At one point (according to MacKay's book), a tulip bulb cost ten years' worth of skilled craftsmen's wages. One tulip was traded for twelve acres of land. Some bulbs were traded ten times a day by speculators.
In February 1637, the tulip market collapsed. Buyers vanished, and within a few days, prices dropped by 99%. Tulip selling, the Netherlands' fourth largest export, disappeared. (To get an idea how bad this was: America's fourth largest export is automobiles. Imagine our economy without those jobs.)
It's easy to look back four hundred years and scoff about Tulip Mania. We would never be so deluded, right?
Unfortunately, one of the themes in MacKay's book is that human nature doesn't change that much over time. Consider the last thirty years: we've seen wild price swings in high-yield ("junk") bonds in the mid- and late-1980s; emerging markets bonds in the early- and mid-1990s (culminating in the "Tequila Crisis" and the "Russian Flu"); technology stocks ("dot-coms") in the late 1990s and early 2000s; and real estate in the mid- and late 2000s.

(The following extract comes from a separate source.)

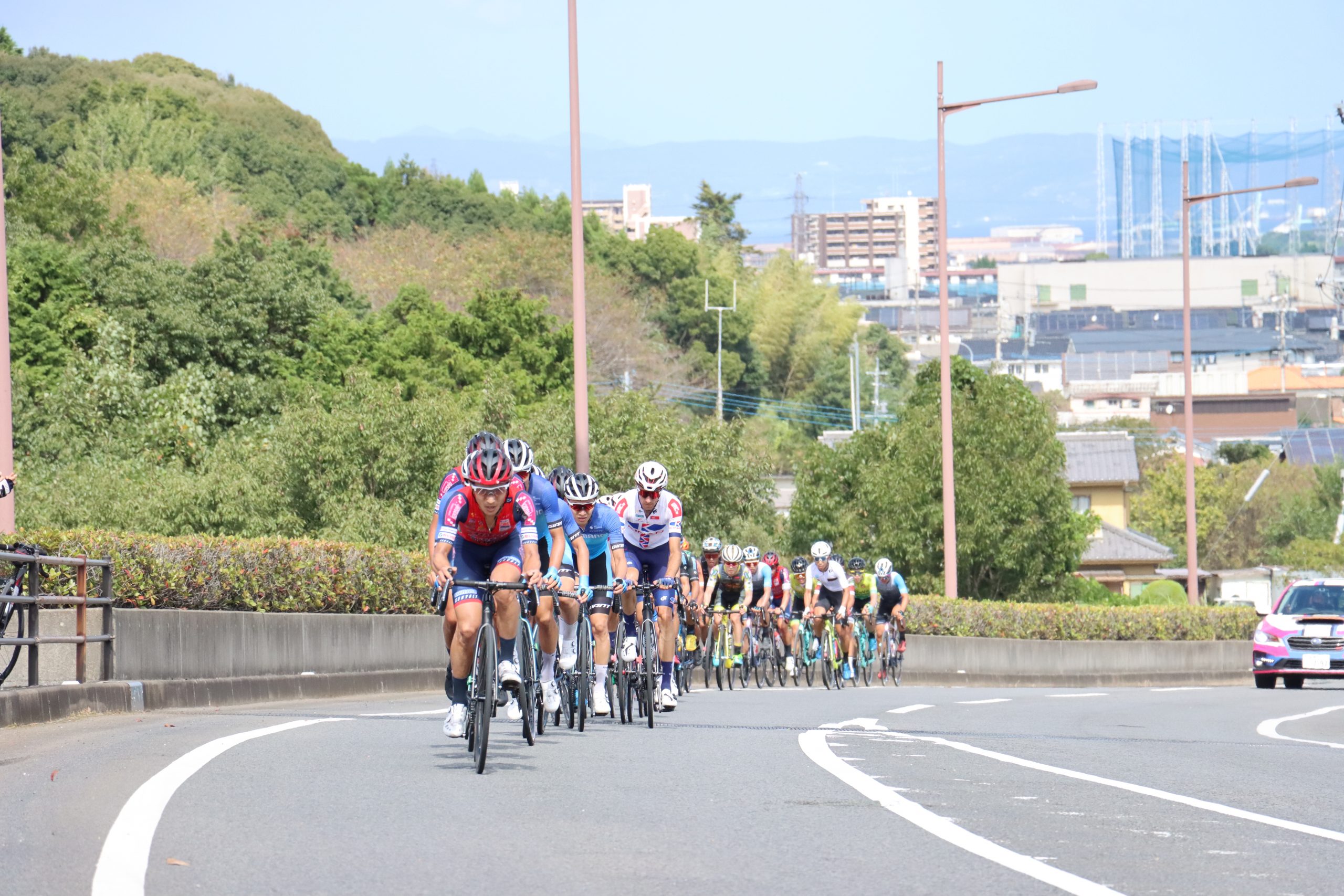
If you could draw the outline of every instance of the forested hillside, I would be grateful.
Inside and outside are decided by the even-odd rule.
[[[22,524],[413,545],[465,433],[544,430],[543,459],[569,459],[564,196],[496,196],[409,159],[375,175],[314,120],[181,59],[4,44]],[[738,281],[726,388],[844,403],[856,309],[782,257],[745,269],[731,195],[703,185],[699,215],[699,243],[586,222],[594,379],[710,384],[704,281]],[[864,345],[903,375],[884,330]],[[761,474],[812,435],[648,395],[599,400],[594,433],[599,474],[630,457],[597,433],[665,450],[706,524],[747,528],[769,525]],[[663,449],[669,433],[695,451]]]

I've been helping clients since 1990, and I remember investors in all these cases (except for junk bonds, I was still in college) touting these "can't miss" assets. For example, I taught many classes in the Bay Area in the late 1990s, and in almost every class, I'd hear the following scenario. A student, feeling particularly clever, would announce that he (it was usually a he) had maxed out his credit card, withdrawn as much cash as possible, and day-traded tech stocks. To him, the 20% interest charges paled compared to his return in the stock market. I never quite understood why these particular students took my classes, if they were making such a killing on their own. Nevertheless, we all know how these stories ended.
My point in all this is to be careful. Consider the hot investments over the past couple of years: gold, silver, Apple stock, high-yield bonds (again! Everything is cyclical), emerging markets bonds, U.S. government bonds, anything paying a high rate of interest, anything leveraged, etc. I have no idea how these investments will perform in the future. But the historical pattern tells me to watch out for overly-popular assets. It's a cliche, but it's true: past performance does not guarantee future results, and trees do not grow to the sky.